Ces jeunes qui ne rêvent plus de faire carrière

Ces jeunes qui ne rêvent plus de faire carrière

Ils se sont investis dans de longues et fastidieuses études pour, une fois arrivés sur le marché du travail, se laisser tenter par un autre mode de vie. Nombreux sont les jeunes diplômés à ne plus rêver de la carrière traditionnelle de leurs parents.

Aurélie (28 ans) et Antoine (26 ans) en sont la preuve. Après avoir effectué des études de droit, de communication puis de journalisme, Aurélie travaille aujourd’hui comme pigiste pour une télévision locale. Un statut précaire qui coïncide pourtant parfaitement avec sa vision et ses envies. « C’est un statut sans sécurité d’emploi et de salaire mais c’est aussi une vraie liberté. Je pars quand je veux, autant de temps que je veux. Pour moi, le CDI n’est pas le saint graal comme ça l’était pour nos parents. J’ai eu l’occasion de postuler pour des contrats mais je n’ai jamais voulu car il faut être prêt à bosser toute l’année, avec très peu de jours de vacances et sans pouvoir toujours choisir quand on pose ses congés. Ça me stresserait plus qu’autre chose. Quand je ne me sens pas bien, quand le temps est trop mauvais, quand j’ai besoin de plus de nature, quand je suis trop stressée, j’ai besoin de partir pour vivre autre chose », confie la jeune femme. Aurélie alterne ainsi les périodes de travail et les voyages. « Je travaille plusieurs mois pour gagner assez et dès que j’ai suffisamment d’argent ou quand je sens que je n’en peux vraiment plus du « métro, boulot, dodo », alors je pars à l’étranger plusieurs semaines, puis je reviens et je retravaille », développe-t-elle.

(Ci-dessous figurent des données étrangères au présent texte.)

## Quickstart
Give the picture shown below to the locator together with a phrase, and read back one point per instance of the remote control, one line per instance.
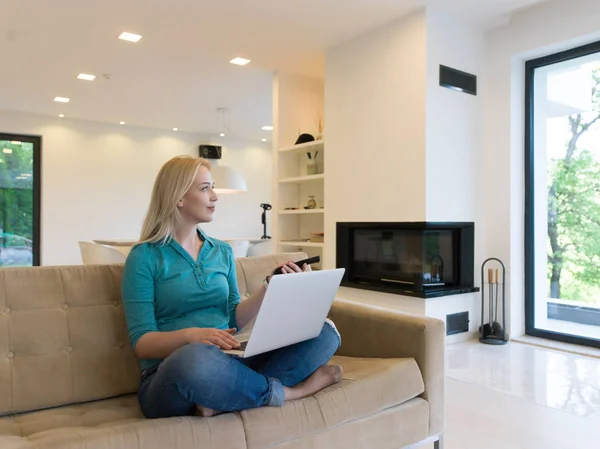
(308, 261)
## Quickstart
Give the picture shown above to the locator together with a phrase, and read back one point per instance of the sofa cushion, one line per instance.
(63, 337)
(367, 387)
(117, 423)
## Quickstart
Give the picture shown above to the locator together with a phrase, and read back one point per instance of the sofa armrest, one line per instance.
(371, 331)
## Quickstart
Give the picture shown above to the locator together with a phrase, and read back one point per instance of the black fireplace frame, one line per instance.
(464, 246)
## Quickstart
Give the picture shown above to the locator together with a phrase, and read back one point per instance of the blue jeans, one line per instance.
(200, 374)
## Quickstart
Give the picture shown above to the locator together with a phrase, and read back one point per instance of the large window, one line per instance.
(562, 160)
(19, 200)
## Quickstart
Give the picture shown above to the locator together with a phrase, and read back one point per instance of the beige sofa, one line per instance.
(68, 376)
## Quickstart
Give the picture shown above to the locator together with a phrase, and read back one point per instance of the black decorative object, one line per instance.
(209, 151)
(492, 332)
(304, 138)
(457, 80)
(263, 218)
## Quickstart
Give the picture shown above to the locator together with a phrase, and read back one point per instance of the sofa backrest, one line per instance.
(63, 337)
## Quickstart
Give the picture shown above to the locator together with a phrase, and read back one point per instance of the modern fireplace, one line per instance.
(421, 259)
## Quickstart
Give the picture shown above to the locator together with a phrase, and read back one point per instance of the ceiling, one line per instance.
(178, 74)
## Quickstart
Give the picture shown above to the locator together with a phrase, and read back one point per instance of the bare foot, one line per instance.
(323, 377)
(206, 412)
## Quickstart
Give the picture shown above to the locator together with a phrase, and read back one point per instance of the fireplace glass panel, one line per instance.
(419, 258)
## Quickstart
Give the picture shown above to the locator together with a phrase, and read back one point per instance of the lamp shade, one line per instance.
(227, 180)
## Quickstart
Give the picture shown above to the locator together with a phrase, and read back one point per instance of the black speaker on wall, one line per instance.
(457, 80)
(209, 151)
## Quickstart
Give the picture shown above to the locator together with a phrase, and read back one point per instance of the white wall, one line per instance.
(97, 179)
(375, 127)
(453, 122)
(535, 32)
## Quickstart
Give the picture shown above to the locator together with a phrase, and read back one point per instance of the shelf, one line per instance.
(301, 211)
(301, 179)
(302, 244)
(317, 145)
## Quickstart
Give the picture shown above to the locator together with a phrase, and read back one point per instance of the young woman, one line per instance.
(182, 307)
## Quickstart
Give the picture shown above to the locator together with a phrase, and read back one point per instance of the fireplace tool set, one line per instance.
(492, 332)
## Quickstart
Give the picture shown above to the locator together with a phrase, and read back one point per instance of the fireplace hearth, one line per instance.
(423, 259)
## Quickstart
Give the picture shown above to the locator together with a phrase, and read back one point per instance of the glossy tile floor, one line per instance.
(520, 396)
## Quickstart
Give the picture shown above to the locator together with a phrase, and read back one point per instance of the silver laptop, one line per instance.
(294, 309)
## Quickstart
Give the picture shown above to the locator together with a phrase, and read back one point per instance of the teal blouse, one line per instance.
(164, 289)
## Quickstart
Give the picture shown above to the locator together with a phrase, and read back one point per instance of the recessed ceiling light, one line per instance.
(86, 77)
(240, 61)
(129, 37)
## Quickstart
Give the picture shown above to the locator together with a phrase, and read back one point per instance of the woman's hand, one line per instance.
(223, 339)
(286, 268)
(290, 267)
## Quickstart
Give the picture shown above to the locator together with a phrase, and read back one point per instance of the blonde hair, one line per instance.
(174, 179)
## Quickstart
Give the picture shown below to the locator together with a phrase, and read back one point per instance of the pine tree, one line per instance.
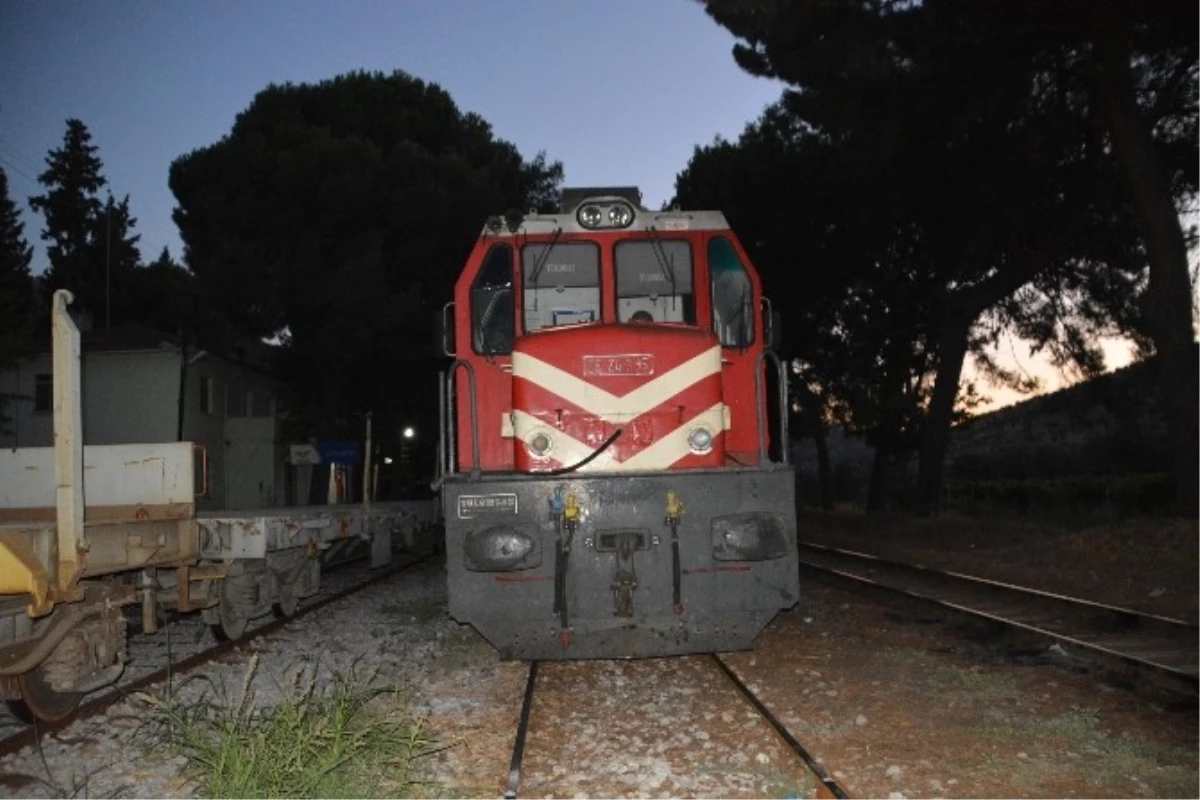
(16, 286)
(114, 256)
(71, 208)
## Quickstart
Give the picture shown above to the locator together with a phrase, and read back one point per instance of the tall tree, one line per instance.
(985, 109)
(114, 256)
(71, 204)
(162, 295)
(336, 216)
(16, 286)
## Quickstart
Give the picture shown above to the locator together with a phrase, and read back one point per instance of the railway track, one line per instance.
(1157, 645)
(186, 642)
(827, 788)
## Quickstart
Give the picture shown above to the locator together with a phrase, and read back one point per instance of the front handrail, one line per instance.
(445, 329)
(783, 405)
(451, 444)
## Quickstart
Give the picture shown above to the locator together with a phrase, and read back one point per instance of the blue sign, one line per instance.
(340, 452)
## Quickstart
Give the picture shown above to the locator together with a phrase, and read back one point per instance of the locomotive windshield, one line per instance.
(562, 284)
(654, 278)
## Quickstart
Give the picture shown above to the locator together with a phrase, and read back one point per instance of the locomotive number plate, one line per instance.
(471, 505)
(597, 366)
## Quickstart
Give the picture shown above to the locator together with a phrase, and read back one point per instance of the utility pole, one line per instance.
(108, 258)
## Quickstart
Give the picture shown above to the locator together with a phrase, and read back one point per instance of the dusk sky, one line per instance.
(619, 91)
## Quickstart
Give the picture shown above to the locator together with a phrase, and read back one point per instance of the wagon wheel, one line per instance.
(233, 609)
(288, 600)
(41, 701)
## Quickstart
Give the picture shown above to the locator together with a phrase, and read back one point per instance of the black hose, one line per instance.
(607, 443)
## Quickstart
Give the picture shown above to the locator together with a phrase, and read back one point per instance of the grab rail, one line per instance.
(204, 469)
(783, 405)
(451, 444)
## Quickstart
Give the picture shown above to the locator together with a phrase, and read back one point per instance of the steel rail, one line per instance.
(827, 787)
(1147, 641)
(514, 783)
(33, 733)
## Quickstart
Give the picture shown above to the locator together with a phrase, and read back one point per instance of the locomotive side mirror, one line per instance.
(772, 326)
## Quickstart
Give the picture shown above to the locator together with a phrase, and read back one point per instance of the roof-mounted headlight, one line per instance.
(605, 215)
(591, 216)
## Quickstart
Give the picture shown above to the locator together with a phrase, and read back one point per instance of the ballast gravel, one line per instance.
(669, 727)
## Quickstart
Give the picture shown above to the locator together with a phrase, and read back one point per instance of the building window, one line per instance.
(43, 392)
(205, 395)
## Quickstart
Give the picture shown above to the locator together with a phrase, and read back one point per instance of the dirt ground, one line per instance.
(1151, 565)
(895, 698)
(900, 701)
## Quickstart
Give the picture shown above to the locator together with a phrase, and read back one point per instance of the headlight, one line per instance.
(540, 444)
(591, 216)
(700, 440)
(605, 216)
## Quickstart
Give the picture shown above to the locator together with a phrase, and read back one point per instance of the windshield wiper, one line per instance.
(541, 263)
(665, 264)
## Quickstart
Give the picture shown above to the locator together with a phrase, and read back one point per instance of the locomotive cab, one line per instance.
(607, 404)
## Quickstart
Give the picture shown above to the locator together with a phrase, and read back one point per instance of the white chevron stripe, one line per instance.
(609, 407)
(659, 455)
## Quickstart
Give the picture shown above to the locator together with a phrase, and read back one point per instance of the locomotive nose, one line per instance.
(607, 397)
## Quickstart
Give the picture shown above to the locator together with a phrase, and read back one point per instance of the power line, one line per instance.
(16, 151)
(13, 167)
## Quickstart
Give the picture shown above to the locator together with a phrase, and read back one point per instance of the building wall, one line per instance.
(127, 398)
(231, 410)
(132, 397)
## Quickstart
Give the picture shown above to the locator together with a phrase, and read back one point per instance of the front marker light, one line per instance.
(619, 216)
(700, 440)
(540, 444)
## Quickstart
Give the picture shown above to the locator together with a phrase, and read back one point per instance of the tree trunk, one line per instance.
(935, 434)
(881, 473)
(825, 470)
(1169, 293)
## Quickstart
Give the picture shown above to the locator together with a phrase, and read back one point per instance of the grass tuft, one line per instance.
(345, 738)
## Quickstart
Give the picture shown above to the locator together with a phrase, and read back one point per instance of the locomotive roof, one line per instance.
(569, 222)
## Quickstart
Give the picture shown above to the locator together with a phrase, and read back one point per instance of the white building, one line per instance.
(139, 388)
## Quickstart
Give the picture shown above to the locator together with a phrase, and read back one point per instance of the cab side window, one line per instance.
(492, 311)
(732, 295)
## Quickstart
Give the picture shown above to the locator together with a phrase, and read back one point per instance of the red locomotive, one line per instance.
(605, 474)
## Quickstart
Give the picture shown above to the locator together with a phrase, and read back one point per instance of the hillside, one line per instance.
(1108, 426)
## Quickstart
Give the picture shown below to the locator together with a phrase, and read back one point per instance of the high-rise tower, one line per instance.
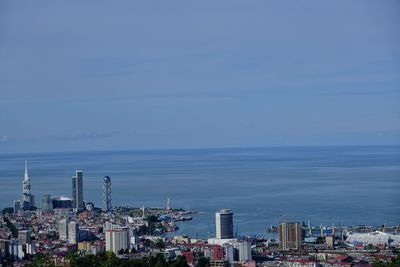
(107, 193)
(224, 224)
(27, 199)
(77, 191)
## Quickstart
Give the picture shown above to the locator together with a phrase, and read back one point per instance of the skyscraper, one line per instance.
(73, 232)
(63, 229)
(224, 224)
(77, 190)
(46, 203)
(27, 199)
(107, 193)
(289, 235)
(17, 205)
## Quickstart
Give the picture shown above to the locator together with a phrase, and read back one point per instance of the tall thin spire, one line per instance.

« La meilleure expérience de ma vie »

Antoine, lui, est détenteur d’un bachelier en e-business et d’un master en sciences de gestion. Après avoir travaillé en tant qu’auditeur interne en lutte contre le blanchiment d’argent et le financement du terrorisme au Luxembourg, il revient en Belgique en tant que conseiller de placement au sein d’une banque, avant de tout plaquer en septembre 2009 pour partir au bout du monde, en Australie. « Je suis parti avec un « Working Holiday Visa ». Ici, il faut faire 88 jours de travail en ferme pour pouvoir prolonger ce visa et rester sur le territoire durant deux ans. J’ai donc cueilli des pommes sous 38 degrés, 60 heures par semaine, à la grande surprise de mes anciens collègues ! Et honnêtement, c’était la meilleure expérience de ma vie. J’ai appris énormément sur moi-même, j’ai repoussé mes limites et j’ai rencontré des personnes formidables qui voyagent comme moi en solitaire », témoigne le jeune homme.

Trouver du sens à son travail

Revenir travailler en Belgique ? Il n’y pense même pas. « Ma vision à court terme se résume à travailler par période pour mettre un peu d’argent de côté et pouvoir me permettre de voyager. J’en profite pour visiter l’Asie en même temps, le Canada figure aussi dans mes projets. Je me laisse guider par mes envies, au grand désarroi de mes proches qui me voient changer de plan tout le temps. Me poser ? Sans doute plus tard, mais pour l’instant je veux découvrir le monde pour n’avoir aucun regret ».

Le schéma de la carrière classique, même postposé, Aurélie n’en veut, elle, tout bonnement pas. « Je suis certaine de deux choses. La première c’est que je ne veux pas vivre en Belgique. La seconde c’est que je ne me vois pas être soumise aux commandes d’un chef toute ma vie. Certains de mes proches et de mes amis tiennent le même discours. On en attend plus. Le but n’est pas juste d’avoir un contrat et de l’argent mais c’est vraiment de trouver un boulot qui ait du sens. Je réfléchis toujours à la manière de vivre et de travailler qui me plairait plus tard, sans tomber dans la routine. Je ne l’ai pas encore trouvée, mais on verra on le vent me portera », conclut Aurélie.